Ein Komponist der Stilvielfalt
Aber gehen wir ins Detail:
Bekanntlich zählte Erich Wolfgang Korngold zu den Wunderkindern seiner Zeit, und ein Vergleich mit Mozart war üblich und durchaus angebracht. Er lernte sein Handwerk bei Alexander von Zemlinsky (1871-1942) und konnte bereits als 19-jähriger Teenager mit seinen ersten großen Opern Violanta und Der Ring des Polykrates mit Erfolg aufwarten.
Allerdings zog es ihn früh schon in die leichte Operettenszene, und es dauerte nicht lange, da verlor er sich in die Filmmusik. Kein Geringerer als Max Reinhardt (1873-1943) überredete ihn, nach Hollywood zu wechseln, wo er einer der bekanntesten Filmmusiker wurde.
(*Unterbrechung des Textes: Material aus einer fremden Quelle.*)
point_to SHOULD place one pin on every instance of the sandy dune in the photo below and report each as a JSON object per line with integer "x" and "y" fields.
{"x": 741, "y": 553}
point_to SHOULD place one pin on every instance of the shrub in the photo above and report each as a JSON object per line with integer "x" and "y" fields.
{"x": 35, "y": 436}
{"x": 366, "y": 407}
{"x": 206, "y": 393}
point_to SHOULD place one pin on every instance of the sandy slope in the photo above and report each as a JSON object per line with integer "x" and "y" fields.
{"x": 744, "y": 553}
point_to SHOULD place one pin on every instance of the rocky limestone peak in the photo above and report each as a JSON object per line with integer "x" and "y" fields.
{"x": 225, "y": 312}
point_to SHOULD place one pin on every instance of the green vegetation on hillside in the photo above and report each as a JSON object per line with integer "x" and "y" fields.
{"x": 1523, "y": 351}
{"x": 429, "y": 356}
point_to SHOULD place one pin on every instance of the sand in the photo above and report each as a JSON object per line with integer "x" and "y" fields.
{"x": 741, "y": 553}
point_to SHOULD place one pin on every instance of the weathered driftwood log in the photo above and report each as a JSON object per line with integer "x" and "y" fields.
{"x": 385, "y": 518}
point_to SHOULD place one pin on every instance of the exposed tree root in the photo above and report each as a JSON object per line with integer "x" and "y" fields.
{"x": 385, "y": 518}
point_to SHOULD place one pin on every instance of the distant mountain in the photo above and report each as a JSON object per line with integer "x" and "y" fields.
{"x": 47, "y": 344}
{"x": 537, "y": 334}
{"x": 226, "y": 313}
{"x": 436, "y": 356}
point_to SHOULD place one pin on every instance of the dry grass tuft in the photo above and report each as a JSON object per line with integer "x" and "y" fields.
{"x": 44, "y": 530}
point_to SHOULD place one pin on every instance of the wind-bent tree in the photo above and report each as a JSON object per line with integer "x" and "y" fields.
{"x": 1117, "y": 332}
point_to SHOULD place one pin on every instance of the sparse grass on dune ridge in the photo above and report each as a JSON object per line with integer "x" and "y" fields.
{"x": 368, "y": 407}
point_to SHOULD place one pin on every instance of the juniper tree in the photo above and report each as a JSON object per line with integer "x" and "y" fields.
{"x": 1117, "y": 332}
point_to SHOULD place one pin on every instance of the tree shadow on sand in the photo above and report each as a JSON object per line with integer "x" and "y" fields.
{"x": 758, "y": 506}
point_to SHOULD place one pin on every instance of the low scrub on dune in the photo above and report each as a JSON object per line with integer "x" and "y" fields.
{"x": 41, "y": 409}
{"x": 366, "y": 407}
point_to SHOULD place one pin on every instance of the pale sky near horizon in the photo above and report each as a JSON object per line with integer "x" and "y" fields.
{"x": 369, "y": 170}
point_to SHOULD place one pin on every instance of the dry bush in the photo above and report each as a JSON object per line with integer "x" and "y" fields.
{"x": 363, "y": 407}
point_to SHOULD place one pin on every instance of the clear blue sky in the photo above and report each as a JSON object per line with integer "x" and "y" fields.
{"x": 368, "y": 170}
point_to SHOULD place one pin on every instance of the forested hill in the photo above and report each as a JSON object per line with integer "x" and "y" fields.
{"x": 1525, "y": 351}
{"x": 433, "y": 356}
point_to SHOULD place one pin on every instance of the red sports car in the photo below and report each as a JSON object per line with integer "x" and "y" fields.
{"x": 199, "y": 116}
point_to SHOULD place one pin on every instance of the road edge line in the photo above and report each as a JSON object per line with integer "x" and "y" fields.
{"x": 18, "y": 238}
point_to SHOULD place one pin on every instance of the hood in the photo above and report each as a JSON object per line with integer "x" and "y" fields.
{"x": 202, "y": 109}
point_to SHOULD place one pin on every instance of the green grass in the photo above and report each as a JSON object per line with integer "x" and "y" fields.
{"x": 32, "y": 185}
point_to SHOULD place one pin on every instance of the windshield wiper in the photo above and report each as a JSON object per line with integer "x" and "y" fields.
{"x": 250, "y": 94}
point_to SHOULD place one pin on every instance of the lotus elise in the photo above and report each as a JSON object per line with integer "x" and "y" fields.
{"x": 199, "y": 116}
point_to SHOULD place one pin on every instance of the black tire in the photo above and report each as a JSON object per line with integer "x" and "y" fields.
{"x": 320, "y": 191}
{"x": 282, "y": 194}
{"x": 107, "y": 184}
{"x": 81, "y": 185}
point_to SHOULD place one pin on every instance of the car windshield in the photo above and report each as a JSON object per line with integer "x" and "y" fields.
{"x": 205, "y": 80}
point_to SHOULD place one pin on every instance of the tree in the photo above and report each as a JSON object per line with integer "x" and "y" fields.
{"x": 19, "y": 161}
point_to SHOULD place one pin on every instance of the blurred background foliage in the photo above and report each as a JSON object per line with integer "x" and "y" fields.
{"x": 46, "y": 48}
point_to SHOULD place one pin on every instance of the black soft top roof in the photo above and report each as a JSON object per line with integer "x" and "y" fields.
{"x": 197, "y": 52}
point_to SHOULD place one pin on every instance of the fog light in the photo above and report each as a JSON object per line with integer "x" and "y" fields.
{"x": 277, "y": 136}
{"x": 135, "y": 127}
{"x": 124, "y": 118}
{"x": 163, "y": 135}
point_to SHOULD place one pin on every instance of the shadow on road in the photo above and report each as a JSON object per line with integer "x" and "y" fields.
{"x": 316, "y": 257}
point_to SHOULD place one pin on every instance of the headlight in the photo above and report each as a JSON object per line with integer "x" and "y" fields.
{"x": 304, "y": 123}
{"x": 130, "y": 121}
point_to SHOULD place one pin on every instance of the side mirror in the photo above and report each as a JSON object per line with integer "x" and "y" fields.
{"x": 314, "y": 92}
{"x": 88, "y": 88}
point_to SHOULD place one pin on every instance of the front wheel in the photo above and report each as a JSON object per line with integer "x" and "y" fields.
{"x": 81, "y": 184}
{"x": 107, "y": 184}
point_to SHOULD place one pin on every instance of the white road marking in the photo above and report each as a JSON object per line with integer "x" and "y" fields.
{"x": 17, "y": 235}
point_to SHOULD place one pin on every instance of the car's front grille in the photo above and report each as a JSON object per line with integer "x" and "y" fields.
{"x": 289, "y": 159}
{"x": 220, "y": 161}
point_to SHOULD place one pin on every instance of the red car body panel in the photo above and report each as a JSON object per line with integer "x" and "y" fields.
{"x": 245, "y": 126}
Wie heißt es doch: Mit ihm begann in Hollywood die Filmmusik.
| v. l.: Lennart Simon, Brett Carter als Pierrot, Nadja Stefanoff, Corby Welch Foto: Andrea Etter |
Kaleidoskop der Wiener Musikwelt
Warum all das? Korngold hat bereits in seiner Musik zur Die Tote Stadt all das verarbeitet, was er in späterer Zeit verfeinerte: Die Sinfonik und Raffinesse eines Richard Strauss, die Collagen und folkloristischen Anklänge eines Gustav Mahlers, die kontrapunktische Würze eines Alban Berg, die farbenreiche Orchestrierung und Leitmotivik eines Richard Wagner und nicht zuletzt den Wiener Schmäh in seiner ganzen Bandbreite, aus einer Mischung von Leben, Liebe und Leiden.
Kurz: sie besteht aus einem Kaleidoskop der damaligen Wiener Musikwelt. Und das in bester Manier. Hier erzielte das Philharmonische Staatsorchester Mainz unter den höchst engagierten Händen ihres GMD, Gabriel Venzago, wirklich Bestnoten.
Trauer in Permanenz
Das Thema gehört eigentlich in die tiefenpsychologische Kiste. Denn der Hauptdarsteller Paul (authentisch gesungen und gespielt vom US-amerikanischen Helden Tenor Corby Welch) trauert um seine früh verstorbene Maria. Eine Trauer von tiefer Melancholie und religiösem Wahn.
Er zieht sich in die belgische Stadt Brügge (wegen ihres düsteren Charakters, so der Komponist persönlich) zurück, baut sich dort eine eigene Welt des Traumes, er nennt es „Kirche des Gewesenen“, geschmückt mit dem Haar und dem Bildnis Mariens, und pflegt die Erinnerung an seine über alles Geliebte.
Eine Trauer in Permanenz und ohne Zukunft wie es scheint, die allerdings durch seinen Freund Frank (Brett Carter, Bariton) unterbrochen wird, der ihm von einer Frau erzählt, die dem Ebenbild der Verblichenen bis aufs Haar gleiche.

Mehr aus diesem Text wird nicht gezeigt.